One other factor OpenAI is is use GPT-5 to fact-check GPT-5. It’s typically the case that if you happen to feed one in all GPT-5’s solutions again into the mannequin, it’ll decide it aside and spotlight errors.
“You may form of hook the mannequin up as its personal critic,” says Weil. “Then you may get a workflow the place the mannequin is considering after which it goes to a different mannequin, and if that mannequin finds issues that it may enhance, then it passes it again to the unique mannequin and says, ‘Hey, wait a minute—this half wasn’t proper, however this half was fascinating. Maintain it.’ It’s nearly like a few brokers working collectively and also you solely see the output as soon as it passes the critic.”
What Weil is describing additionally sounds rather a lot like what Google DeepMind did with AlphaEvolve, a instrument that wrapped the LLM Gemini inside a wider system that filtered out the nice responses from the unhealthy and fed them again in once more to be improved on. Google DeepMind has used AlphaEvolve to solve several real-world problems.
OpenAI faces stiff competitors from rival corporations, whose personal LLMs can do most, if not all, of the issues it claims for its personal fashions. If that’s the case, why ought to scientists use GPT-5 as an alternative of Gemini or Anthropic’s Claude, households of fashions which are themselves bettering yearly? Finally, OpenAI for Science could also be as a lot an effort to a flag in new territory as the rest. The actual improvements are nonetheless to return.
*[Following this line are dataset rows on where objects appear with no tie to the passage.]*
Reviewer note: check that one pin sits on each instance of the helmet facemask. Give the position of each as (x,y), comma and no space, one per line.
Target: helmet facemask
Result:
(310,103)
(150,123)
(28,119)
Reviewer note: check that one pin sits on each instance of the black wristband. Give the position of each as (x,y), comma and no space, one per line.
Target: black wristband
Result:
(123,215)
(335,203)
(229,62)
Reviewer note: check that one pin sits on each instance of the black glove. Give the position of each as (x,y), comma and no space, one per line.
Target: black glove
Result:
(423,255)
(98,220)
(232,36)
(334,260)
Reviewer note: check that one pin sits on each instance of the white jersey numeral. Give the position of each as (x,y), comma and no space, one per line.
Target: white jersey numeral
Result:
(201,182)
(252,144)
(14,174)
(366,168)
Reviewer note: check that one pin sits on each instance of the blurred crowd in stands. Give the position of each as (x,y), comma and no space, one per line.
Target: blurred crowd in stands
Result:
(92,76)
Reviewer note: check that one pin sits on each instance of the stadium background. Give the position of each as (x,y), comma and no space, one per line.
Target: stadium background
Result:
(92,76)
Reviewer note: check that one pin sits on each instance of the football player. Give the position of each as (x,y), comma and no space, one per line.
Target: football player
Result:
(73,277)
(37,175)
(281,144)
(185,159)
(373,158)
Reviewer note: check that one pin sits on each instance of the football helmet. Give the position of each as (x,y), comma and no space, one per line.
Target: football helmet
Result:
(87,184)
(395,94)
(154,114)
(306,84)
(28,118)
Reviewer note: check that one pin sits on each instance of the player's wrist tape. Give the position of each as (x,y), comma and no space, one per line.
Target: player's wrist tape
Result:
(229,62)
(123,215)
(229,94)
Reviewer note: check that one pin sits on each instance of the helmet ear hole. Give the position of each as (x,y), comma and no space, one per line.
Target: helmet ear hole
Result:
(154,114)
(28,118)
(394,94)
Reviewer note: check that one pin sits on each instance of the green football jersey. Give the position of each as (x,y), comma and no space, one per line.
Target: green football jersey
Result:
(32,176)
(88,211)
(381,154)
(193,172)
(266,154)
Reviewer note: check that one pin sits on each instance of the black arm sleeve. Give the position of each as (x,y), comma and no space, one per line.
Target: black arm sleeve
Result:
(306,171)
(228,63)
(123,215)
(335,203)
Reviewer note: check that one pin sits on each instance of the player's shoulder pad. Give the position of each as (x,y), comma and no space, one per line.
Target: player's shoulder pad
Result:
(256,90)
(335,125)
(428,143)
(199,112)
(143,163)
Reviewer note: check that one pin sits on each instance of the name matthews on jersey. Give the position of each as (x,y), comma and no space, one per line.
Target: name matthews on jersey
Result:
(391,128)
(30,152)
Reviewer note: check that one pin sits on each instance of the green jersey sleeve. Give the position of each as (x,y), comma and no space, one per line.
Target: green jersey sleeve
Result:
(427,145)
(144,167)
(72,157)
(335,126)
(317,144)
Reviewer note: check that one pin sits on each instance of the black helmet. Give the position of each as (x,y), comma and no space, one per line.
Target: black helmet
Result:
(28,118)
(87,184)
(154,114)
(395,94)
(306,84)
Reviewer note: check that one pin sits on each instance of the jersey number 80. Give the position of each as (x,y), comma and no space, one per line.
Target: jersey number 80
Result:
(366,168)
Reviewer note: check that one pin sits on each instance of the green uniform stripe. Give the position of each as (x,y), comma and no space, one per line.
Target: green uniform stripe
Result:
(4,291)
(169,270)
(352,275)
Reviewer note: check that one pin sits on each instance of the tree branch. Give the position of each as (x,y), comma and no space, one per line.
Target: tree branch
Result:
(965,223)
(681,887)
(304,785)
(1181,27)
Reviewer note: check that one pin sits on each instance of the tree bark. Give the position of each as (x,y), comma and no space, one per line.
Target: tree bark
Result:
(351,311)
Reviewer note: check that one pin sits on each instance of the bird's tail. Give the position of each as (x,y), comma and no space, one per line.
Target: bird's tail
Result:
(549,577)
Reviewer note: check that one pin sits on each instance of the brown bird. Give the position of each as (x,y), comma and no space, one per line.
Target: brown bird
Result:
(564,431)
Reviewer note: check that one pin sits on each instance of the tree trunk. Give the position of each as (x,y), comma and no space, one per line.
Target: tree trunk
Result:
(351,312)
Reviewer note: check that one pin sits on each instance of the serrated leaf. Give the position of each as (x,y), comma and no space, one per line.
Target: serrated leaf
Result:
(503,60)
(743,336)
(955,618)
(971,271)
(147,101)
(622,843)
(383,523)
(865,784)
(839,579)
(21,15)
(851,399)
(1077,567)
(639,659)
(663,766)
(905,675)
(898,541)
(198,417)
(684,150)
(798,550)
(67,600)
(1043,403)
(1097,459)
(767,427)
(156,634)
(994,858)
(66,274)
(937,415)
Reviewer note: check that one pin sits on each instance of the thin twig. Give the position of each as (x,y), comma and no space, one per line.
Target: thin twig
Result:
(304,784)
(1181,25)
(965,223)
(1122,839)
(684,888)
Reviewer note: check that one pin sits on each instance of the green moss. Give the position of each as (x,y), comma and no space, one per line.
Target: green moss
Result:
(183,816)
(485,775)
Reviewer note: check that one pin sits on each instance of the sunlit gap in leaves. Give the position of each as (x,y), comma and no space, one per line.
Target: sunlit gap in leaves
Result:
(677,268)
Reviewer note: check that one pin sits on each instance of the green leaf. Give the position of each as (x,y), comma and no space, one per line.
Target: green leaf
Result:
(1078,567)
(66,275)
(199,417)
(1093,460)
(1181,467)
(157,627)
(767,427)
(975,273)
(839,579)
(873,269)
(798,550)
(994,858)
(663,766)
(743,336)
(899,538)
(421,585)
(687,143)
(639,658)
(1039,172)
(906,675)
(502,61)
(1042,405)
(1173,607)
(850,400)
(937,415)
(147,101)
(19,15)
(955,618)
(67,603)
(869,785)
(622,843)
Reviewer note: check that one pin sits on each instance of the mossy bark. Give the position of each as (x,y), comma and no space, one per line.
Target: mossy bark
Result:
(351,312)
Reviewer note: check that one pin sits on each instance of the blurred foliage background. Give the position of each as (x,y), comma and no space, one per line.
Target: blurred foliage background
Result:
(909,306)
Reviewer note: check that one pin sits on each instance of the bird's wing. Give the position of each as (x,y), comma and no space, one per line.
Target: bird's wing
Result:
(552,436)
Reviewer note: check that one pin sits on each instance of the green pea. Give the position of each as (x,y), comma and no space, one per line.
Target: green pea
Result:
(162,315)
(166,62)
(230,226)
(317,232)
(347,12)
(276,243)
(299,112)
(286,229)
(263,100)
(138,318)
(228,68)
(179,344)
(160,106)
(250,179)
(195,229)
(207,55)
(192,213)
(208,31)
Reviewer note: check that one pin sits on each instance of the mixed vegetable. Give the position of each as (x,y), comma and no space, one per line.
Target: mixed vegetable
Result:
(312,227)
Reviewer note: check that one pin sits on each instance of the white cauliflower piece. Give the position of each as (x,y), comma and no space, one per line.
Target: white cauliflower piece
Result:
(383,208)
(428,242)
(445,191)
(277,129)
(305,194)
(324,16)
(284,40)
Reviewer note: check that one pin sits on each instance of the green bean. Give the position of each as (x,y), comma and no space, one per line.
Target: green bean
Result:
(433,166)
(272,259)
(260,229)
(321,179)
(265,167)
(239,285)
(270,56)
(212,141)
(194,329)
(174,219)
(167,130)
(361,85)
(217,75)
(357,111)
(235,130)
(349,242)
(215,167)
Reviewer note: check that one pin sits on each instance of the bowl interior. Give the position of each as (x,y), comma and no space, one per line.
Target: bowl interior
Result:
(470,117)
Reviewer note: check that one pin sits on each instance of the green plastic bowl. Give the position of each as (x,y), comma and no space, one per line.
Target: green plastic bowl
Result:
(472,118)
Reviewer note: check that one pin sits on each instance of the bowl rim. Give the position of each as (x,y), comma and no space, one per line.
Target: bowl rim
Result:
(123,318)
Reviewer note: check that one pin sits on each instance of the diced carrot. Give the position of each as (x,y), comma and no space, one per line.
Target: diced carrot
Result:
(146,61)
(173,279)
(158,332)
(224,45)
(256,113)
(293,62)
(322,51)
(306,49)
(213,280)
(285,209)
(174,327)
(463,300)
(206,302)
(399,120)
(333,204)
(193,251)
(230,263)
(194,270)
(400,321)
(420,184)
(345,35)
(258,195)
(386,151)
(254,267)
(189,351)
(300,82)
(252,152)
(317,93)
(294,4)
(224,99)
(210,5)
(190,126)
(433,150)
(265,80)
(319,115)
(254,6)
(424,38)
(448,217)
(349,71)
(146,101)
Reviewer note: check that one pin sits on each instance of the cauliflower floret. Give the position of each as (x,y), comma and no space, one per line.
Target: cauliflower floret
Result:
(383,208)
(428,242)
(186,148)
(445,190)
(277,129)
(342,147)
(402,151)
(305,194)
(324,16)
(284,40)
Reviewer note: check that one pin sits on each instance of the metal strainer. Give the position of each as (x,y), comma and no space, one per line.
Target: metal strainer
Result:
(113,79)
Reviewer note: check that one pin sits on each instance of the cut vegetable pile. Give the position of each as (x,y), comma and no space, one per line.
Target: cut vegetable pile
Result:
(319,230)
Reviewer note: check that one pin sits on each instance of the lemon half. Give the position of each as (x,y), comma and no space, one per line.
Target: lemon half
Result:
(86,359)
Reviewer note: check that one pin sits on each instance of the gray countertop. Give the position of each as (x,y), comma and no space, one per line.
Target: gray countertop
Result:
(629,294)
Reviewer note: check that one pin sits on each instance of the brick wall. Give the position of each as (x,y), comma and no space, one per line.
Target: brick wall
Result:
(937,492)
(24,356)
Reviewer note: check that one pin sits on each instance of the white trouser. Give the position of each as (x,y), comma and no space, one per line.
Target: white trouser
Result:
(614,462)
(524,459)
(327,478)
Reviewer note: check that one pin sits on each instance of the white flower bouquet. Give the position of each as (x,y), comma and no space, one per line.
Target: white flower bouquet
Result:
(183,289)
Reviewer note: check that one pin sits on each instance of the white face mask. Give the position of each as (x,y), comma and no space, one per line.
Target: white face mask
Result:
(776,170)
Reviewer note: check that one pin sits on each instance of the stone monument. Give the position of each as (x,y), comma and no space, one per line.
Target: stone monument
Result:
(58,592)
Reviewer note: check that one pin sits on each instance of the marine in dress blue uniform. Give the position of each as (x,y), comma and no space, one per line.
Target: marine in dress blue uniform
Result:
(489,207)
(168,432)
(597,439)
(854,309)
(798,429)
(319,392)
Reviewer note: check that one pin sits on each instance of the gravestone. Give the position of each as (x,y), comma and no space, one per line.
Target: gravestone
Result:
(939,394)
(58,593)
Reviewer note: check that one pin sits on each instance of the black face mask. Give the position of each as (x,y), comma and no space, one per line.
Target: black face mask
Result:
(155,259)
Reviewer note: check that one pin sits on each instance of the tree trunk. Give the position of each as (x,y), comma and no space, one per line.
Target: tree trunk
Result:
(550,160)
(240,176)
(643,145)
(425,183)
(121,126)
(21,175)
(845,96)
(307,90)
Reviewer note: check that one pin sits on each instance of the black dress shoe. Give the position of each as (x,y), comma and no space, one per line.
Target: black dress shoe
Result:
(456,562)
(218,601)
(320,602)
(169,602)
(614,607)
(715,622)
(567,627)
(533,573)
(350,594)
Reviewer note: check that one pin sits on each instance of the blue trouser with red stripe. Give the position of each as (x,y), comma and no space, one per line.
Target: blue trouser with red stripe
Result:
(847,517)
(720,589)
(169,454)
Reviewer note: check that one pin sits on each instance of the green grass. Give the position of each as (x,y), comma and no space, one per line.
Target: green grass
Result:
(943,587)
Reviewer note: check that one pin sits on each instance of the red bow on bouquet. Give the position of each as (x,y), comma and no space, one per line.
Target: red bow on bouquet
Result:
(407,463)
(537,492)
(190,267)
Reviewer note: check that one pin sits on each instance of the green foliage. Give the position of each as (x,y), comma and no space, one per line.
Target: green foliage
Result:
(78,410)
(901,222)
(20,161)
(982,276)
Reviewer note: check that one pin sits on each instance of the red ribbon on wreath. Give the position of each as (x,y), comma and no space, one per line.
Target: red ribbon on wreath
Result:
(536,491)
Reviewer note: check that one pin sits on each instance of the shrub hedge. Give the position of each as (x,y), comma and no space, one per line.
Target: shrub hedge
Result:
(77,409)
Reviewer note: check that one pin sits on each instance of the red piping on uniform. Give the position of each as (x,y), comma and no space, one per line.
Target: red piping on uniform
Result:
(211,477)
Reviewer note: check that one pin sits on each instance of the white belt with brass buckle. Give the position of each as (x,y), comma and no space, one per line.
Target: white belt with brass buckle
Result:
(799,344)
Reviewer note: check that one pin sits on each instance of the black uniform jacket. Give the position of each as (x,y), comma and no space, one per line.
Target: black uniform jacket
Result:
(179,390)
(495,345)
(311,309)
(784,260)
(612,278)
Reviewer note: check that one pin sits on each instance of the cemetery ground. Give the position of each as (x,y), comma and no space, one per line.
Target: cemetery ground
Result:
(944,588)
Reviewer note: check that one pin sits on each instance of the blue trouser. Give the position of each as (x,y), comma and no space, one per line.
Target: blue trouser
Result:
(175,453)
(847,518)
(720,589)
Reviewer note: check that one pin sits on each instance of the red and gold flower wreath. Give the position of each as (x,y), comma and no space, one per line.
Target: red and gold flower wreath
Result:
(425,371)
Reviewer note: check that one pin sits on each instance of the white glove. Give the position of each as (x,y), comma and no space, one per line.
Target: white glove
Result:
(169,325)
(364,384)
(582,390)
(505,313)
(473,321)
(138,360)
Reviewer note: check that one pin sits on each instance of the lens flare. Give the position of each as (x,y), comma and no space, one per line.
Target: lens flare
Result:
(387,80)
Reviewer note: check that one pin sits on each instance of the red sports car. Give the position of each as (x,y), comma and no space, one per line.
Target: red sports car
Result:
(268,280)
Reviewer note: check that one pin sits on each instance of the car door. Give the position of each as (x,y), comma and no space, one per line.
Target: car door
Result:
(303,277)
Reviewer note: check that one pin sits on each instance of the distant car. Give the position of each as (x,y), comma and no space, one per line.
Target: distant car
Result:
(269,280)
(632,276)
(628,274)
“I feel 2026 shall be for science what 2025 was for software program engineering,” says Weil. “Firstly of 2025, if you happen to have been utilizing AI to write down most of your code, you have been an early adopter. Whereas 12 months later, if you happen to’re not utilizing AI to write down most of your code, you’re in all probability falling behind. We’re now seeing those self same early flashes for science as we did for code.”
He continues: “I feel that in a 12 months, if you happen to’re a scientist and also you’re not closely utilizing AI, you’ll be lacking a chance to extend the standard and tempo of your considering.”